PSCO

PSCO Presentation: 14 January, 2010

“Law and Prophecy in Ancient Judaism”

Alex P. Jassen (University of Minnesota)

Abstract

One of the central pre-occupations of Jewish individuals and groups in the Second Temple period was the continued application of biblical law. Jews grappled with how to make biblical law portable to new sociological, theological, and political settings. Alongside new forms of law, Jewish individuals and groups developed new methods for authorizing their legislative activity. Nearly all groups agreed on the centrality of Moses as the first lawgiver in Israel's history. But what authority did later legislators have and what strategies were employed to ensure that these later legislators were viewed as legitimate mediators of the divine law? Scholarship on this question has tended to focus on approaches that de-emphasize the prophetic and revelatory aspects of lawgiving in ancient Judaism — e.g., the Oral Torah of rabbinic Judaism or the one-time revelation on Sinai as represented in the Temple Scroll. Several other texts from the Second Temple Period — in particular those representing the sectarian community of the Dead Sea Scrolls — indicate that many Jews claimed prophetic authority for their legislative activity. This paper will explore the intersection of law and prophecy in various streams in Second Temple Judaism. The goal will be to outline the various ways in which the formation of Jewish law was regarded as a prophetic experience and how the appeal to prophecy served to authorize that legislative activity.  

Presenter

Alex P. Jassen is Assistant Professor of Early Judaism in the Department of Classical and Near Eastern Studies at the University of Minnesota . He is also a member of the University's Center for Jewish Studies and Program in Religious Studies. Dr. Jassen completed his Ph.D. in Hebrew and Judaic Studies at New York University in 2006. His research and teaching concentrates on the Dead Sea Scrolls, the literature of Second Temple period Judaism, and general Jewish thought. He is a member of the international editorial team responsible for publication of the Dead Sea Scrolls. He is the author of Mediating the Divine: Prophecy and Revelation in the Dead Sea Scrolls and Second Temple Judaism (Brill, 2007), winner of the 2009 John Templeton Award for Theological Promise; Scripture and Law in the Dead Sea Scrolls (forthcoming with Cambridge University Press); as well as many articles and reviews; and co-editor of Scripture, Violence, and Textual Practice in Early Judaism and Christianity (Brill, 2009).  Dr. Jassen is currently working on a book on religious violence in the Dead Sea Scrolls.

Meeting and Dining

All are welcome! Those wishing to dine together before the seminar will meet at 6:00 pm in the Cohen Hall Second-Floor Lounge to go next door to the food court in Houston Hall.

Suggested Reading

Jassen, Alex P. "The Presentation of the Ancient Prophets as Lawgivers at Qumran," Journal of Biblical Literature 127:2 (2008): 307–37.

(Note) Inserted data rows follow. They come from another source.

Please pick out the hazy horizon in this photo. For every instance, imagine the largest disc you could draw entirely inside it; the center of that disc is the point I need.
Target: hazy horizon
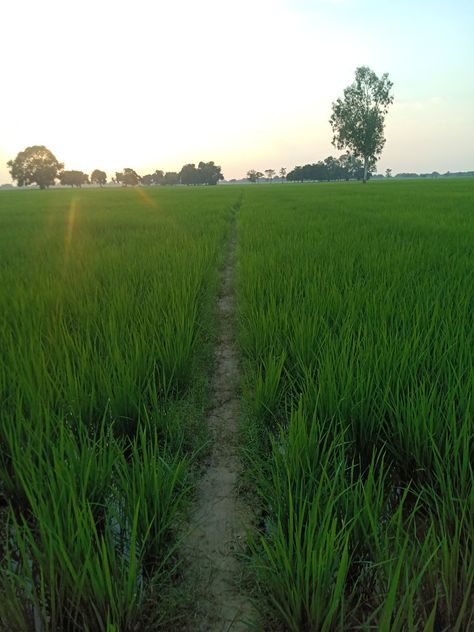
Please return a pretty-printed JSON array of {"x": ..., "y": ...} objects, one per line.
[{"x": 246, "y": 85}]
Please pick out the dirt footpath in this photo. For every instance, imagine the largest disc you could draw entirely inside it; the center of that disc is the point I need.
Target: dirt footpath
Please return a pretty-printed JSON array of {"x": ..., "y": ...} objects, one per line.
[{"x": 220, "y": 519}]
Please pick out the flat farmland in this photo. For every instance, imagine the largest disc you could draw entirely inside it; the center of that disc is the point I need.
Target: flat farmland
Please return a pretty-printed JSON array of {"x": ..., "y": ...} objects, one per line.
[{"x": 353, "y": 324}]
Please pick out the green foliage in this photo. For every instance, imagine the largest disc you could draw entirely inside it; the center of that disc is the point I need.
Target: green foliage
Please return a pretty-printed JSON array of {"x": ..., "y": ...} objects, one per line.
[
  {"x": 358, "y": 119},
  {"x": 104, "y": 329},
  {"x": 35, "y": 165},
  {"x": 73, "y": 178},
  {"x": 205, "y": 173},
  {"x": 359, "y": 382},
  {"x": 128, "y": 177},
  {"x": 98, "y": 177}
]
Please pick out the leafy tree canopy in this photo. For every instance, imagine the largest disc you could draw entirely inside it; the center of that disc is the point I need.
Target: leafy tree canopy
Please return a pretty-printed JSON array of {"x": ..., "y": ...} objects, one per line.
[
  {"x": 358, "y": 119},
  {"x": 254, "y": 176},
  {"x": 73, "y": 178},
  {"x": 35, "y": 165},
  {"x": 347, "y": 167},
  {"x": 206, "y": 173},
  {"x": 99, "y": 177},
  {"x": 153, "y": 178},
  {"x": 171, "y": 177},
  {"x": 128, "y": 177}
]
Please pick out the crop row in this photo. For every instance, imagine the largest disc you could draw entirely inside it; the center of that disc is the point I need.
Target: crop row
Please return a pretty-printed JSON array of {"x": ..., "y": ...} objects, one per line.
[
  {"x": 106, "y": 317},
  {"x": 355, "y": 323}
]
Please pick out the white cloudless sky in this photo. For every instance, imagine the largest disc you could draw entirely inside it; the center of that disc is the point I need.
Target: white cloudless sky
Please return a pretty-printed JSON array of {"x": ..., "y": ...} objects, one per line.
[{"x": 151, "y": 85}]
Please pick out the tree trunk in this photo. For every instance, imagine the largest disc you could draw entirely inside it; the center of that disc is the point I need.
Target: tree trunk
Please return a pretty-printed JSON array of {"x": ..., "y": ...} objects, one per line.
[{"x": 366, "y": 166}]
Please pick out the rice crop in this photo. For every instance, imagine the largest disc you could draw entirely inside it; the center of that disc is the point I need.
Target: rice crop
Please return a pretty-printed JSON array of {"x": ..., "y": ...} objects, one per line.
[
  {"x": 106, "y": 321},
  {"x": 355, "y": 319}
]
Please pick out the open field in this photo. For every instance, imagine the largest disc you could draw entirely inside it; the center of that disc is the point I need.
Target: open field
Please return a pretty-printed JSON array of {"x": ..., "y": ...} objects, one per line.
[
  {"x": 356, "y": 324},
  {"x": 354, "y": 318}
]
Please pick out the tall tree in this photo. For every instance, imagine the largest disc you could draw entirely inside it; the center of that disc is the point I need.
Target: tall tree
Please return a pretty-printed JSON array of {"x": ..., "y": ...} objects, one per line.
[
  {"x": 189, "y": 174},
  {"x": 99, "y": 177},
  {"x": 171, "y": 177},
  {"x": 73, "y": 178},
  {"x": 358, "y": 119},
  {"x": 128, "y": 177},
  {"x": 210, "y": 173},
  {"x": 36, "y": 164}
]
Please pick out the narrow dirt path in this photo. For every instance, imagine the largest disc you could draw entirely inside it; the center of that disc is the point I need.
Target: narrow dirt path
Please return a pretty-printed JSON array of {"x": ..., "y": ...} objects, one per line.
[{"x": 220, "y": 519}]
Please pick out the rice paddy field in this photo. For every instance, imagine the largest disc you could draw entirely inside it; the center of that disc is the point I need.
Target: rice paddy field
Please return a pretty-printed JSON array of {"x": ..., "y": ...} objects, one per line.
[{"x": 354, "y": 320}]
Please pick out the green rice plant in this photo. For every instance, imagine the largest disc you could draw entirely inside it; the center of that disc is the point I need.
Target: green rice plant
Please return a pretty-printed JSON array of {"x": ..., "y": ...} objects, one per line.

Schiffman, Lawrence H. "The Temple Scroll and the Systems of Jewish Law in the Second  Temple Period." Pages 239–55 in Temple Scroll Studies: Papers Presented at the International Symposium on the Temple Scroll: Manchester, December 1987. Edited by G. J. Brooke. JSPSup 7. Sheffield : JSOT Press, 1989.

Shemesh, Aharon, and Cana Werman. "Halakhah at Qumran : Genre and Authority." Dead Sea Discoveries 10 (2003): 104–29.

Urbach, Ephraim E. "Halakhah ve-Nevuah." Tarbiz 18 (1946–47): 1–27. Repr. pages 21–49 in Me-'Olamam shel Ḥakhamim: Qoveṣ Meḥkarim. Jerusalem: Magnes, 1988.